As for running the Sequential injection, you need to tell the ecu when you are at the firing pulse for cylinder 1, so that it can synchronise the injectors. With an Autronic system, you can use a hall effect sensor setup with a vaned rotor. We purchased a non working Camira Dizzy for about $30 so that we could get the parts. This dizzy was disassembled, and we mounted the bits we needed into a gutted and locked escort Dizzy (ie removed both the mechanical and Vacuum Advances).
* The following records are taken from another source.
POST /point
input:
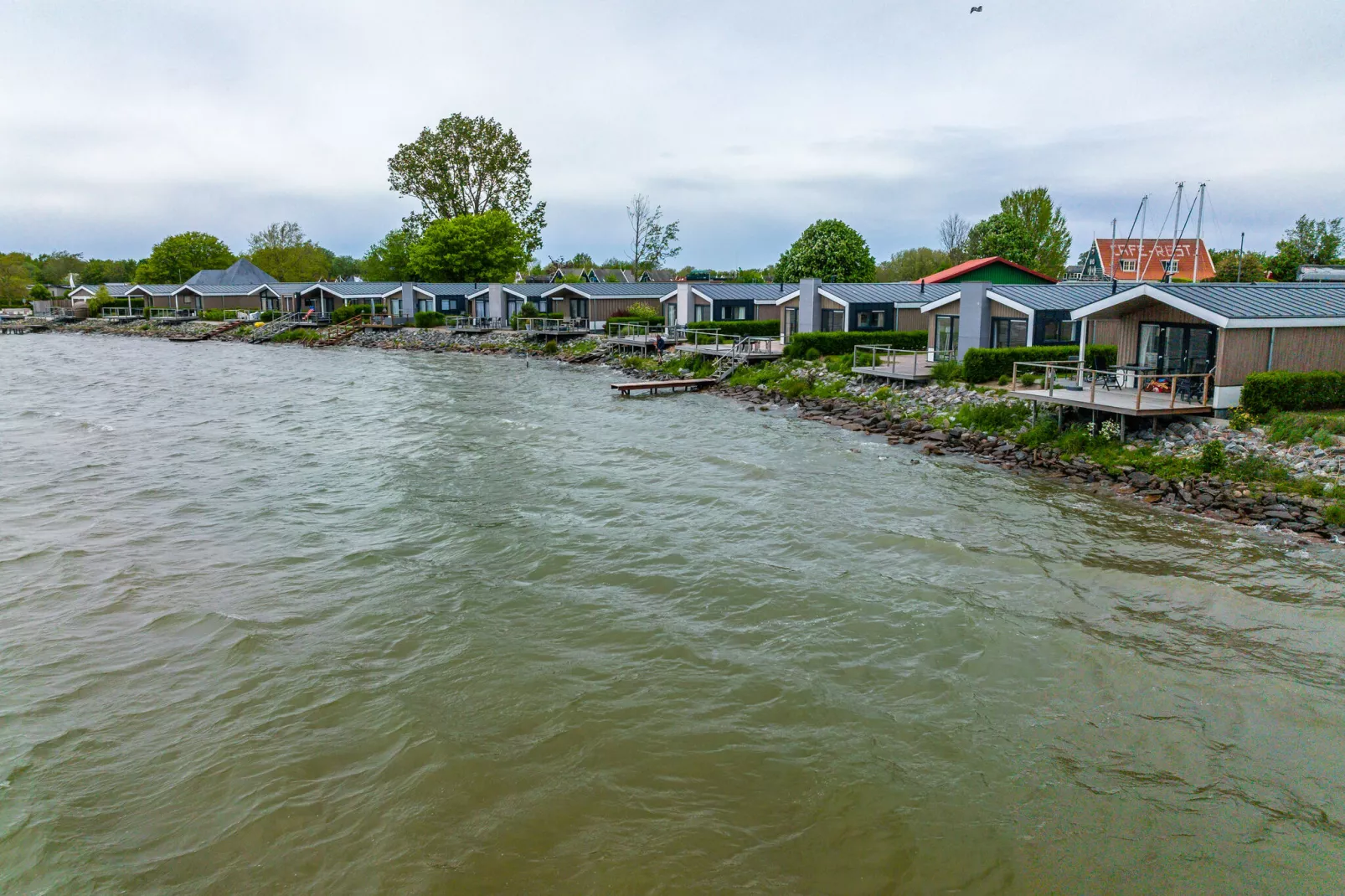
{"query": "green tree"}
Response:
(57, 266)
(468, 167)
(108, 270)
(1005, 235)
(1045, 226)
(1225, 266)
(390, 257)
(829, 250)
(912, 264)
(1307, 242)
(15, 279)
(343, 266)
(471, 250)
(181, 256)
(652, 239)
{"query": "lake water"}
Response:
(358, 622)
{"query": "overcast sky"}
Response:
(121, 123)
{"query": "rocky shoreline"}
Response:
(905, 423)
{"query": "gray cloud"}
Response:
(122, 123)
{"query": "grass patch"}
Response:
(1293, 427)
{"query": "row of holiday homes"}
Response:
(1229, 330)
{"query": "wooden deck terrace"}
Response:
(652, 386)
(772, 350)
(1114, 401)
(903, 370)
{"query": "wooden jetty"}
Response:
(654, 385)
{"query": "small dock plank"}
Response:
(652, 386)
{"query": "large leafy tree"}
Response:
(1005, 235)
(1045, 226)
(178, 257)
(471, 250)
(652, 239)
(390, 257)
(1225, 266)
(109, 270)
(1307, 242)
(912, 264)
(286, 255)
(829, 250)
(15, 279)
(468, 167)
(57, 266)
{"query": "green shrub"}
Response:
(983, 365)
(946, 373)
(1043, 434)
(346, 312)
(994, 417)
(1265, 393)
(1212, 456)
(1239, 419)
(839, 343)
(641, 312)
(740, 327)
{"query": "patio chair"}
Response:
(1105, 378)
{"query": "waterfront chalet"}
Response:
(992, 270)
(1140, 260)
(1229, 330)
(596, 301)
(1010, 317)
(857, 307)
(696, 301)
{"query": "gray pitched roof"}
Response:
(881, 294)
(760, 292)
(1265, 301)
(1058, 296)
(617, 290)
(240, 272)
(225, 290)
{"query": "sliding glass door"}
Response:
(1174, 348)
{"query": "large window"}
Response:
(1174, 348)
(1009, 332)
(1059, 332)
(872, 321)
(946, 335)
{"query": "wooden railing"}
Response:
(1082, 374)
(889, 357)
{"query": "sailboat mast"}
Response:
(1200, 219)
(1172, 263)
(1143, 219)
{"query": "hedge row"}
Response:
(843, 343)
(983, 365)
(1283, 390)
(739, 327)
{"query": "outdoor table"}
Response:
(1133, 373)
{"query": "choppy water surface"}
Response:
(354, 622)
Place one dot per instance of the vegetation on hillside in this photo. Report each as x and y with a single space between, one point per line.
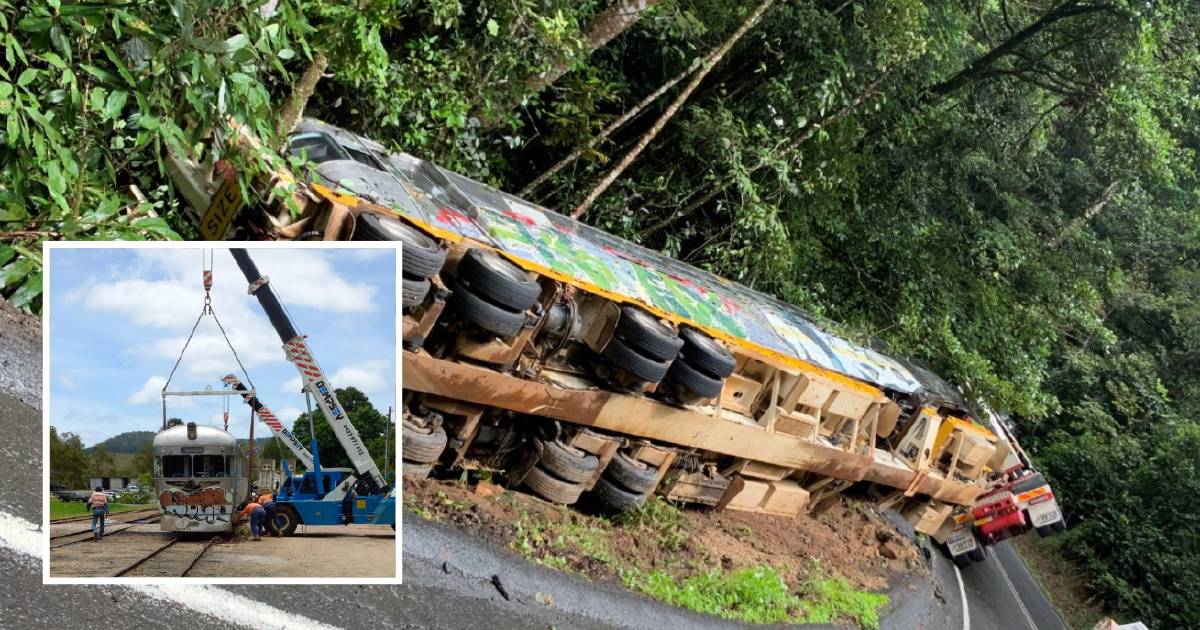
126 442
1003 190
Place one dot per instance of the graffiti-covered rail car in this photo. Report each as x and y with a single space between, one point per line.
199 478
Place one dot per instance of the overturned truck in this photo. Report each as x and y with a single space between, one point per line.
586 366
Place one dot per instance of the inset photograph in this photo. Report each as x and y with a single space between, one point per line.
221 413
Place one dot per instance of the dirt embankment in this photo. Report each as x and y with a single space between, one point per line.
850 540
These bits were wired up to the ecu, and this controlled the ignition and injectors. The final but to do is to is to mount the throttle bodies, Throttle Position Sensor (onto a throttle body),fuel lines, regulator, throttle bodies, and hook up the accelerator. This is all just bolt up, but ensure you put the out from the efi pump to one side of the fuel rail, then the regulator on the other side, and from the regulator, the return line back to the swirl pot. The accelerator cable is a custom fitting, so you will have to make that up as you go. Just make sure the butterflies are going from full close to full open. You may also have to hook up a specific temp sender (separate from the gauge one) to tell the ecu what the engine temp is. It can also be advantages to change to a HEI type ignition system at the same time, such as Bosch HEI or MSD etc.

I guess that is about it. It is a lot more involved than many expect, but certainly not out of the realms of the back yard tuner. Also remember to add to all this the cost of dyno tuning, the only way to really set up the engine and new efi properly. This is really a must.